Em seu depoimento à polícia, o diretor alegou em sua defesa que facilitou a fuga de apenas quatro dos sete detentos e que não houve pagamento por tal comodidade, tendo cometido tal ato criminoso apenas por amizade, conforme se depreende da continuação da matéria em análise (COISSI, online):
As investigações começaram há três meses. Entre as provas colhidas pela polícia, estão as mensagens de texto trocadas entre o diretor do CADET e os fugitivos. Em depoimento, segundo o delegado, Barcelos admitiu ter facilitado a fuga de quatro dos sete detentos , e disse que tomou a atitude apenas por amizade, sem cobrar propina. Mas, na casa do diretor, no momento da apreensão de documentos, policiais se surpreenderam com a quantidade de eletrônicos, móveis e equipamentos caros e aparentemente novos.
É evidente, pois, que um decreto interventivo faz-se necessário, nomeando-se um interventor para expurgar os elos putrefatos da administração presidiária, evitando, assim, que os direitos humanos sejam estiolados sem o menor pudor. A existência de agentes estatais com tais desvios éticos e morais corroem a tessitura estatal e social, fazendo com que haja um diuturno estiolamento de direitos fundamentais.

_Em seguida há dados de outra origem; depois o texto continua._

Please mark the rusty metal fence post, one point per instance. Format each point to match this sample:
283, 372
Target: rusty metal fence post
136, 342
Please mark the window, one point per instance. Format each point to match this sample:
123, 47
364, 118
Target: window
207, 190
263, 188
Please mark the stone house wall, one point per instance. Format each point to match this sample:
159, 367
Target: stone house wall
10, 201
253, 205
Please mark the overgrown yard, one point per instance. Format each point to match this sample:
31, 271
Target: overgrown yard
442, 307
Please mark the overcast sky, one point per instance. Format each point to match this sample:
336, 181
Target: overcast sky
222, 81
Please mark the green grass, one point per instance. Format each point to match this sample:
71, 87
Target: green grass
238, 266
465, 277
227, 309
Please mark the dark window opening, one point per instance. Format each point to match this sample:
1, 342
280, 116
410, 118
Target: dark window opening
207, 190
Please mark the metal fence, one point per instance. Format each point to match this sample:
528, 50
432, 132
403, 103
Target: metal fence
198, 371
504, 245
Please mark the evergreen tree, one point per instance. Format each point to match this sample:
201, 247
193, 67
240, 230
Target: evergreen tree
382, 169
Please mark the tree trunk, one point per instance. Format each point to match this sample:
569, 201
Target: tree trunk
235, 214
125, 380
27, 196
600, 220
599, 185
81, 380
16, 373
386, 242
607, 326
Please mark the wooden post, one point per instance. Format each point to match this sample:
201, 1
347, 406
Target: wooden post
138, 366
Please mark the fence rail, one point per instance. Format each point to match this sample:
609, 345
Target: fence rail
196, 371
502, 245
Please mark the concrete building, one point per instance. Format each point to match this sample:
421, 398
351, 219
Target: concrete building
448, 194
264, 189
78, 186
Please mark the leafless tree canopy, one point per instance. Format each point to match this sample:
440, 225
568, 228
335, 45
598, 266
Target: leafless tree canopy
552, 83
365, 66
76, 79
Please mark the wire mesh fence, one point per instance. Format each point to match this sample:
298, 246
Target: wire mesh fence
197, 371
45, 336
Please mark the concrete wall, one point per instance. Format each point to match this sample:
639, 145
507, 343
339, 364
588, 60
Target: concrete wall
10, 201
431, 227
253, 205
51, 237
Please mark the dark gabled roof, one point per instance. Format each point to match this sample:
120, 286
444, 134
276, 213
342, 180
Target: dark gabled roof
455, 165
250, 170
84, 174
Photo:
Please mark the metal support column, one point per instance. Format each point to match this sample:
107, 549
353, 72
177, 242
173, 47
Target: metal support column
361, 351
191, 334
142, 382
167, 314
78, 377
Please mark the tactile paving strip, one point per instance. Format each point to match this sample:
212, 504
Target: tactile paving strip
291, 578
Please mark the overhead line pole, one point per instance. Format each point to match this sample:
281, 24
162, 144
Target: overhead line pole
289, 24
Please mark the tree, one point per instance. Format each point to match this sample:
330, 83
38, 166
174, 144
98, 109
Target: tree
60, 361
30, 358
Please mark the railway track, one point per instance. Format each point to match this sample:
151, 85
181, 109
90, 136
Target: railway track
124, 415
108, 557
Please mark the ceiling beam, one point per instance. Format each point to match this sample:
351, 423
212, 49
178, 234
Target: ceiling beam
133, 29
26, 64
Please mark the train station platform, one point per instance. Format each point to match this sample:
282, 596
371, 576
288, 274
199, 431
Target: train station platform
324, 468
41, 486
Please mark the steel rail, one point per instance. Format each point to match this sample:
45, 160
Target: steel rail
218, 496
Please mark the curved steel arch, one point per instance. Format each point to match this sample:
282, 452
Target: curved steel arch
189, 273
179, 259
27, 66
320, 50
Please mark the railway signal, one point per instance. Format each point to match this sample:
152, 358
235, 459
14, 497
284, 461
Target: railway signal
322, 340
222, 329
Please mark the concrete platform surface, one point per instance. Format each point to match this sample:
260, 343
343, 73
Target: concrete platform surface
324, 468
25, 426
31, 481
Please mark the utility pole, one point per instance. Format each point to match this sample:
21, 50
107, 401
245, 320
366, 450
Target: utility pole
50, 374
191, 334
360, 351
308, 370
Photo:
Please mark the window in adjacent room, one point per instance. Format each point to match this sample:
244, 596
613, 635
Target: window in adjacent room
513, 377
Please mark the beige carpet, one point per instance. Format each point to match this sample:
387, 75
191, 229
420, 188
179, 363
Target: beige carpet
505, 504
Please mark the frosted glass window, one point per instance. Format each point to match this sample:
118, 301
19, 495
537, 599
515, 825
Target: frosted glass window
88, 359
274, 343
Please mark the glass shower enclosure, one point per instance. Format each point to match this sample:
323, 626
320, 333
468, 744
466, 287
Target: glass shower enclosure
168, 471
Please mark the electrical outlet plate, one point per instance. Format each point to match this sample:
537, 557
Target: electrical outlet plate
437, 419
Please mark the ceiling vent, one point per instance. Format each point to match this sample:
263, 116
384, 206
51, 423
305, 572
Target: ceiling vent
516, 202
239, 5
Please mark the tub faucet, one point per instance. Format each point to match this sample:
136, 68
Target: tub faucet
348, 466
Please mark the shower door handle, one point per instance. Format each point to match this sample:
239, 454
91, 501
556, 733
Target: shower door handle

Com relevantes considerações, Luiz Flávio Gomes (2014, on line) afirma que o problema penitenciário não é a falta de verba, revelando que o Penitenciário Nacional tem mais de 2 bilhões de reais de saldo, ademais, aduz que o problema de Pedrinhas não se circunda à falha administração, mas, sim, passa pelo problema de desumanização, da coisificação do homem – reificação -, senão vejamos:
Os horrendos espetáculos promovidos em Pedrinhas (MA) decorrem da falta de dinheiro? Aparentemente não. É um problema de gestão? Sim, mas não apenas isso. Aqui entra o fenômeno da desumanização do “outro”, que se perfaz (a) considerando os outros (outros grupos) como diferentes, distantes e (b) tendo-os como indesejáveis, sub-humanos e extermináveis. Precisamente o que os criminosos fazem com suas vítimas, o Estado faz com aqueles. A vingança, já dizia Nietzsche, para além de pré-histórica, é uma festa (é um prazer). O que nos informa a ONG Contas Abertas? Que a verba do Fundo Penitenciario Nacional (Funpen), criado pela LC 79/94, está sobrando. Isso, evidentemente, agrava ainda mais a crise já aguda do sistema penitenciário. Existe solução? Albert Einstein dizia: “É na crise onde nascem as invenções, os descobrimentos e as grandes estratégias. Quem supera a crise se supera a si mesmo sem ficar superado”. Que o prognóstico de Einstein seja verdadeiro! De acordo com a ONG citada, em 2014, o orçamento previsto para o Fundo é de R$ 494 milhões, mas já passados quase dez meses do ano, apenas R$ 183,3 milhões foram realmente executados (37%). Ela aponta que o saldo acumulado e não investido pode chegar a R$ 2 bilhões em 2014. Em 2000, o saldo disponível e não aplicado atingiu apenas R$ 175,2 milhões. A partir de 2004, as disponibilidades do fundo superaram os R$ 300 milhões. Em 2008, 2009 e 2010, os valores foram de R$ 514,7 milhões, R$ 610,3 milhões e R$ 795,6 milhões. Desde 2011, o saldo ultrapassou a barreira dos milhões e em 2012, o valor das disponibilidades alcançou R$ 1,4 bilhão, passando para R$ 1,8 bilhão em 2013. Para a ONG, a elevação do saldo é consequência direta das dotações orçamentárias anuais não saírem do papel.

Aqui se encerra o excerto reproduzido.